She was sitting at the well's side as he left her, but the king's son was not coming. In the mouth of night she climbed up into a tree of oak that was beside the well, and she lay in the fork of that tree all night. A shoemaker had a house near the well, and about midday on the morrow, the shoemaker asked his wife to go for a drink for him out of the well. When the shoemaker's wife reached the well, and when she saw the shadow of her that was in the tree, thinking it was her own shadow—and she never thought till now that she was so handsome—she gave a cast to the dish that was in her hand, and it was broken on the ground, and she took herself to the house without vessel or water.

"Where is the water, wife?" said the shoemaker.

"You shambling, contemptible old carle, without grace, I have stayed too long your water and wood thrall."

"I think, wife, that you have turned crazy. Go you, daughter, quickly, and fetch a drink for your father."

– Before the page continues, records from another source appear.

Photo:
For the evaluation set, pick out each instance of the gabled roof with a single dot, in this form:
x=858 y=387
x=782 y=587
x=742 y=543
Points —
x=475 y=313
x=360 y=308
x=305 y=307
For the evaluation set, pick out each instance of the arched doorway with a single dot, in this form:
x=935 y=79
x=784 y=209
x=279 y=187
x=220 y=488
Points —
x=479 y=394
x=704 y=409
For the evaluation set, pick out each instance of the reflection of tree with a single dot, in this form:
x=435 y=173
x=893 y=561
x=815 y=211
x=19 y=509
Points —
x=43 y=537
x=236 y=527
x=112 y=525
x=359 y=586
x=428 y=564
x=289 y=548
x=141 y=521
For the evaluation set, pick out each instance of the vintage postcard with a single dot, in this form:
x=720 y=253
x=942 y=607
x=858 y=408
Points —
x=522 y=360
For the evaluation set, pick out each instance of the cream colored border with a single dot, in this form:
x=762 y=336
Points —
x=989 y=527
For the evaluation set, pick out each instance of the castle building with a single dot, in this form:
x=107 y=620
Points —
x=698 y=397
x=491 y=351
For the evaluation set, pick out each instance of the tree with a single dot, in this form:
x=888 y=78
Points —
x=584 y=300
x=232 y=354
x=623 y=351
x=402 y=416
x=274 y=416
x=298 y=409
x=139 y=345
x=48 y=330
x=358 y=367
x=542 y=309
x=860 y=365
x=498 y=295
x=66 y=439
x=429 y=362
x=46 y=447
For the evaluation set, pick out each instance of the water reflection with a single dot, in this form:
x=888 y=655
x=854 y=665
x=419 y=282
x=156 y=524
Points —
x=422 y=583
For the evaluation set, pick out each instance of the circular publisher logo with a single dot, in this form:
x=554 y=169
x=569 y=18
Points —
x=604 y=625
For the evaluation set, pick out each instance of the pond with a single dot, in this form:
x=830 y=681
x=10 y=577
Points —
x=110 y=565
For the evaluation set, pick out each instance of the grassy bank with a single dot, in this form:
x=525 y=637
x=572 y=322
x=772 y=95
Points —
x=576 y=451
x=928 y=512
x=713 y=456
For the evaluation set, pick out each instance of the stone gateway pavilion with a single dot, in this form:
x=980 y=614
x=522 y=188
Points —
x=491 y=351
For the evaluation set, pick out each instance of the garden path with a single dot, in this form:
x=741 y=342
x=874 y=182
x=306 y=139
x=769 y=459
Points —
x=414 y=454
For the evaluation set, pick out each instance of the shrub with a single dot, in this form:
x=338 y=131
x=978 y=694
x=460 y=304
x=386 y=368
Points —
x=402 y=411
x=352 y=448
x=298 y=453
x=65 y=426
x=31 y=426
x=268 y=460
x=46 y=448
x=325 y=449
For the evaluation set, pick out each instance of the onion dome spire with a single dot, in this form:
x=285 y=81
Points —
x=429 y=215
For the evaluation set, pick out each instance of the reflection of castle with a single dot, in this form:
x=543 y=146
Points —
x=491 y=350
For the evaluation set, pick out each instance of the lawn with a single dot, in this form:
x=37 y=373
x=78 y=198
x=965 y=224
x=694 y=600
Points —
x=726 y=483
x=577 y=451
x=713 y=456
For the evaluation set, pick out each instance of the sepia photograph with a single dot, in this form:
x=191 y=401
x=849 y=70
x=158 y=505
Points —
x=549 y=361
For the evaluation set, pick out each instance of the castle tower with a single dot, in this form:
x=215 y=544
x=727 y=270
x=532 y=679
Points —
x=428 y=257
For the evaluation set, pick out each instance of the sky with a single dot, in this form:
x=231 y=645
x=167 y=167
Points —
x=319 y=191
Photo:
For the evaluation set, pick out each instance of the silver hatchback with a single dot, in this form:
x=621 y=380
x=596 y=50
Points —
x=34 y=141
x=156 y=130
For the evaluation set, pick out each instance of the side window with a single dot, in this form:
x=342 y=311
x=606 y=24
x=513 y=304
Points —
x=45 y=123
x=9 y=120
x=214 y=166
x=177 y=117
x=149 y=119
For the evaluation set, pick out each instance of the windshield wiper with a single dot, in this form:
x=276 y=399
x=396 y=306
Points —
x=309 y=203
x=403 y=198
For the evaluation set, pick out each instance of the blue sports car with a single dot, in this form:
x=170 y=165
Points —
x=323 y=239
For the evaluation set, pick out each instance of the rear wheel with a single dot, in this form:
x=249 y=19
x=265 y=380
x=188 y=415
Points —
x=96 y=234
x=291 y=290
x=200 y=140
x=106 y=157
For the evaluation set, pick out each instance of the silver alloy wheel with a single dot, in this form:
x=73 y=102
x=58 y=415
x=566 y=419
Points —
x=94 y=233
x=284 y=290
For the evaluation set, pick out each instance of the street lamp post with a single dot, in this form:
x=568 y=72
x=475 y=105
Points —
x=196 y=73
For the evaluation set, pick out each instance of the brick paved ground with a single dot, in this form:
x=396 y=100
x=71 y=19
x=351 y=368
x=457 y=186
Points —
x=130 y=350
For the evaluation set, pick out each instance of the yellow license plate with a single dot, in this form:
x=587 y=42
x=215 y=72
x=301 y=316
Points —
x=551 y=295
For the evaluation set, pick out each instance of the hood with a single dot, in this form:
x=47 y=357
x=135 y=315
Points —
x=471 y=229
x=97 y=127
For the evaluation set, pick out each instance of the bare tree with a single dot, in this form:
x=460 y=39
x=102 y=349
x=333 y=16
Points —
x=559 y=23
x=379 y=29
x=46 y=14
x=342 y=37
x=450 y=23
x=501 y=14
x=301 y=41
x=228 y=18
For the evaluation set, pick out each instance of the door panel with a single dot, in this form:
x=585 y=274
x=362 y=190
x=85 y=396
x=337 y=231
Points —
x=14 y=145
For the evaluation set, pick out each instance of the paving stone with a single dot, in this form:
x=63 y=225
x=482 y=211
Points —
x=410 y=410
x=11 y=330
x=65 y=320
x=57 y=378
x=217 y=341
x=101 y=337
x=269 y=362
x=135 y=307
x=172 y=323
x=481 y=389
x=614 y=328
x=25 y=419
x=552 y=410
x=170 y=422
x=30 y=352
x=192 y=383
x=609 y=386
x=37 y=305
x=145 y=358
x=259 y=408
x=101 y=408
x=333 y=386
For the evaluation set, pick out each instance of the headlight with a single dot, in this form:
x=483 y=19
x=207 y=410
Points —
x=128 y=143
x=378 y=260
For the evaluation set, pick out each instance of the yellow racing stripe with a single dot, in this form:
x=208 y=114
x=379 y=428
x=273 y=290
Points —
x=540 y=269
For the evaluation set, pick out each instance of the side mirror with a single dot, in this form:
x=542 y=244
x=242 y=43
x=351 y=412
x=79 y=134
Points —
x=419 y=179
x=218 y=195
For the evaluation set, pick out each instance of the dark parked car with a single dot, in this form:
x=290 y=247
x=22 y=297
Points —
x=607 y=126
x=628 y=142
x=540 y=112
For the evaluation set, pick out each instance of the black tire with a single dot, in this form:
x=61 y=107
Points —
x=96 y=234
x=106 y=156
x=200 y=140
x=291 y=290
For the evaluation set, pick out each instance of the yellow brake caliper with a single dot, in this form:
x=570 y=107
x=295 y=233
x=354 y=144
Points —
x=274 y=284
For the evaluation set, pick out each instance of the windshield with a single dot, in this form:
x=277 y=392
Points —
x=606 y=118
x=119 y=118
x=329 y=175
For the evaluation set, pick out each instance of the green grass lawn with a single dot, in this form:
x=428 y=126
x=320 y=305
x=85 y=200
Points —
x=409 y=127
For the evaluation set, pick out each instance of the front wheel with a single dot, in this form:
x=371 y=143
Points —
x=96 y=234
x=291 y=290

His daughter went, and in the same way so it happened to her. She never thought till now that she was so lovable, and she took herself home.

"Up with the drink," said her father.

"You home-spun shoe carle, do you think I am fit to be your thrall?"

The poor shoemaker thought that they had taken a turn in their understandings, and he went himself to the well. He saw the shadow of the maiden in the well, and he looked up to the tree, and he sees the finest woman he ever saw.

"Your seat is wavering, but your face is fair," said the shoemaker. "Come down, for there is need of you for a short while at my house."

The shoemaker understood that this was the shadow that had driven his people mad. The shoemaker took her to his house, and he said that he had but a poor bothy, but that she should get a share of all that was in it.